Population (2019-06-30)
- • Total: 9,963
- • Density: 67.74/km^{2} (175.5/sq mi)
- • Urban: 4,867
- • Rural: 5,096
- Website: http://www.bierutow.pl/

= Gmina Bierutów =

Gmina Bierutów is an urban-rural gmina (administrative district) in Oleśnica County, Lower Silesian Voivodeship, in south-western Poland. Its seat is the town of Bierutów, which lies approximately 13 km south-east of Oleśnica, and 35 km east of the regional capital Wrocław. It is part of the Wrocław metropolitan area.
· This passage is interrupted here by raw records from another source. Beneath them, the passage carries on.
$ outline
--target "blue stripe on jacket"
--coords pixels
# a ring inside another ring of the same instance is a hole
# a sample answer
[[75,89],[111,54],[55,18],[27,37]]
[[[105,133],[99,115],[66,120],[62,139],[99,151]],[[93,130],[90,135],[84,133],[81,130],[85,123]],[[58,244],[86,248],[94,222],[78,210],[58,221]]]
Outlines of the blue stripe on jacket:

The gmina covers an area of 147.07 km2. As of 2019, its total population was 9,963.

==Neighbouring gminas==
Gmina Bierutów is bordered by the gminas of Czernica, Dziadowa Kłoda, Jelcz-Laskowice, Namysłów, Oleśnica and Wilków.

==Villages==
Apart from the town of Bierutów, the gmina contains the villages of Gorzesław, Jemielna, Karwiniec, Kijowice, Kruszowice, Paczków, Posadowice, Radzieszyn, Sątok, Solniki Małe, Solniki Wielkie, Stronia, Strzałkowa, Wabienice, Zawidowice and Zbytowa.